Mais la plus belle surprise – même si ce ne devrait pas en être une, vu la grande polyvalence et les sensibilités profondes de ces auteures – est la manière dont Olson et Thornton arrivent à dépasser de telles analyses démographiques (aussi fines soient-elles) pour pénétrer dans l’univers culturel de Montréalais du xixe siècle. Tout au long du livre, les analyses chiffrées cèdent très souvent et de manière fort efficace la place aux récits personnels et familiaux, tirés généralement de cette riche archive de testaments, baux locatifs, actes de tutelle, inventaires après décès, pièces judiciaires et articles de journaux construits autour des familles Beauchamp, Ryan, Bulmer, etc. Les questions posées par les deux géographes, notamment dans les derniers chapitres, dépassent par ailleurs largement le registre habituel de la démographie historique. On découvre au chapitre 9, par exemple, des niveaux d’« apartheid » résidentiel (sur le plan ethnolinguistique) supérieurs à ceux documentés au tournant du xxie siècle pour les villes américaines comme Atlanta ou Baltimore, bien connues pour la ségrégation « raciale » de certains quartiers (p. 255). Au chapitre 10, toujours de manière inattendue, l’analyse de la population urbaine cède la place à celle du milieu rural, alimentée par le corpus central dans la mesure (considérable) où il permet une analyse originale de ce que certains appellent la reproduction sociale, problématique ici abordée en d’autres termes, notamment par le biais d’une question simple et directe : comment les familles s’organisent-elles devant l’ancien problème de l’établissement des jeunes (p. 300) ? Il est inutile de dire que les stratégies migratoires comptent pour beaucoup, documentées par des statistiques, mais aussi par des histoires familiales, comme celle de ces frères Ryan qui quittent la ferme familiale aux alentours de Chambly pour suivre le chemin du travail manuel dans les quatre coins du Québec sur une période de vingt ans (p. 302). Tout aussi intéressante est l’analyse (chapitre 11) des émotions sociales, à savoir la honte et la fierté, et le rôle de ces sentiments dans la constitution des identités collectives, perçues à travers une série d’épisodes de confrontation et de concertation située aux frontières entre les principales communautés de la ville. Même les évènements les plus inclusifs, les fêtes civiques par exemple, sont conçus selon les auteures de manière à ce que la « différence » soit reconnue (p. 327).

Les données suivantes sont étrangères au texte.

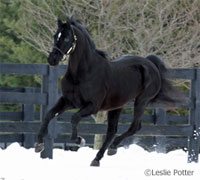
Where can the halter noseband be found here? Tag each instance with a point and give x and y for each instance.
(69, 51)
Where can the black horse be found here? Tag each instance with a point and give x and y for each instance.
(92, 83)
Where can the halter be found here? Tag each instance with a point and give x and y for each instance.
(70, 50)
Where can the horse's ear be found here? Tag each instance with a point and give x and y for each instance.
(59, 22)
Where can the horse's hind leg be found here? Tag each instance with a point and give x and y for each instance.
(113, 117)
(139, 107)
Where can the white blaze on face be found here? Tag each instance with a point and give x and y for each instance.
(59, 35)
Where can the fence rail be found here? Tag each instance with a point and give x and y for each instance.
(158, 128)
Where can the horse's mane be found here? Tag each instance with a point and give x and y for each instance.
(82, 28)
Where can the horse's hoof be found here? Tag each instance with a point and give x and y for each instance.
(39, 147)
(95, 163)
(80, 141)
(111, 151)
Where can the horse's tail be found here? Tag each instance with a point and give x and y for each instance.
(168, 96)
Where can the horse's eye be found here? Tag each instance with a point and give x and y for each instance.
(66, 39)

Voici donc un livre important, imposant avec ses 500 pages et plus, illustré abondamment avec de magnifiques photographies et gravures de l’époque, écrit dans un anglais à la fois élégant, précis et coloré, et qui témoigne amplement de la grande générosité d’esprit des deux auteures. Peut-on dire d’un livre que sa plus belle qualité est la générosité ? Dans le cas présent, je suis prêt à l’affirmer, vu la taille, la valeur et l’intelligence du cadeau que Sherry Olson et Patricia Thornton viennent d’offrir à ceux et celles qui s’intéressent à l’histoire de Montréal.